Cette recension a été publiée dans le numéro d’hiver de Politique étrangère (n°4/2016). Marc Hecker, rédacteur en chef de la revue, propose une analyse de l’ouvrage de Gérôme Truc, Sidérations. Une sociologie des attentats (Presses universitaires de France, 2016, 344 pages).
Cet ouvrage est tiré d’une thèse de doctorat soutenue à l’École des hautes études en sciences sociales en 2014. Gérôme Truc a cherché à comprendre pourquoi des individus se sentent touchés par des attentats qui ne les ont pourtant pas directement visés. Pour ce faire, il se penche plus spécifiquement sur trois attaques terroristes dont les dates ont marqué le début du xxie siècle : 11 septembre 2001, 11 mars 2004 et 7 juillet 2005. Il analyse les réactions politiques, la couverture médiatique et les témoignages de milliers d’anonymes. L’effet de sidération, explique-t-il, varie en fonction d’un « entrelacs complexe de sentiments impersonnels et personnels ».
On retiendra plus spécifiquement trois points de ce livre. Le premier a trait au poids de la culture politique et historique du pays touché. Les événements du 11 septembre 2001 sont intervenus l’année des commémorations du soixantième anniversaire de Pearl Harbor. Un blockbuster commémoratif était diffusé depuis le mois de mai à travers tous les États-Unis. Ainsi l’effondrement des tours du World Trade Center a-t-il immédiatement été interprété par la population américaine, mais aussi par de nombreux responsables dont George W. Bush, comme un « nouveau Pearl Harbor ». Dès lors, comme en 1941, l’entrée en guerre paraissait inéluctable.

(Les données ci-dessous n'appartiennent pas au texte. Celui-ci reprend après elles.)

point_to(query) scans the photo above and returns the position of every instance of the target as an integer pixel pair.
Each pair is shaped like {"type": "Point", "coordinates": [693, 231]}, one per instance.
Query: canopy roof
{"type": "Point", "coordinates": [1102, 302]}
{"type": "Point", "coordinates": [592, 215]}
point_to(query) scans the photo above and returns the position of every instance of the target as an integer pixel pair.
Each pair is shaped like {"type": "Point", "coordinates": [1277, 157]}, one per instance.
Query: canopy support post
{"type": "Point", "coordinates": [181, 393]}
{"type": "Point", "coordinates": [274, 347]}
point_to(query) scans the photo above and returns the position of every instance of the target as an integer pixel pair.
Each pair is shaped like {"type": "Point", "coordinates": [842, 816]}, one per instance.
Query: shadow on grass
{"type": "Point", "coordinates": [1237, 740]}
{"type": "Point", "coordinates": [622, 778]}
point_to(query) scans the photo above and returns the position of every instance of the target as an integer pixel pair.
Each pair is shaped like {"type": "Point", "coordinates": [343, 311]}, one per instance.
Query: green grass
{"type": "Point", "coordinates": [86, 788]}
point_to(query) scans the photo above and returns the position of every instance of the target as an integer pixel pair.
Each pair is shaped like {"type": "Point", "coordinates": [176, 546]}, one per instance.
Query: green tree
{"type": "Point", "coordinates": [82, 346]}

Le deuxième point concerne la résilience des populations face à une attaque. Là encore, la culture nationale a son importance. Au Royaume-Uni, la résistance de la population britannique au moment du Blitz s’est imposée comme une référence après le 7 juillet 2005. Toutefois, la résilience n’est pas seulement affaire de culture et de comparaisons historiques. Elle se travaille et se construit. Depuis l’attentat de Madrid – présenté par de nombreux responsables politiques de pays membres de l’Union européenne comme un « 11 Septembre européen » – les dirigeants britanniques expliquaient que le Royaume-Uni serait visé. Le maire de Londres, notamment, s’évertuait à préparer la population à un attentat perçu comme inéluctable. Et une fois l’attaque survenue, une campagne d’affichage fut entreprise pour tenter de souder les Londoniens dans l’adversité.
Le troisième point relève de la couverture médiatique, qui diffère sensiblement d’une rive à l’autre de l’Atlantique. Cette différence se remarque particulièrement pour ce qui est des images de victimes. Alors que les attentats du 11 septembre 2001 ont été les plus meurtriers de l’histoire, leurs aspects visuels les plus crus ont été occultés. Et pour cause : la police a empêché la presse de circuler librement sur les lieux des attentats, dans les hôpitaux ou les morgues. À l’inverse, les journalistes ont eu accès à la gare d’Atocha après les attentats de Madrid, et des photographies de cadavres – non floutées – ont été publiées en une des principaux journaux espagnols. Occulter par pudeur ou montrer pour dénoncer : le dilemme se pose aux médias au lendemain de chaque attentat.
D’autres passages de cet ouvrage mériteraient d’être évoqués, notamment ceux qui concernent les manifestations post-attentats ou encore les débats suscités par les minutes de silence. Alors que la France est touchée par une vague de terrorisme sans précédent, la lecture de Sidérations se révèle des plus utiles.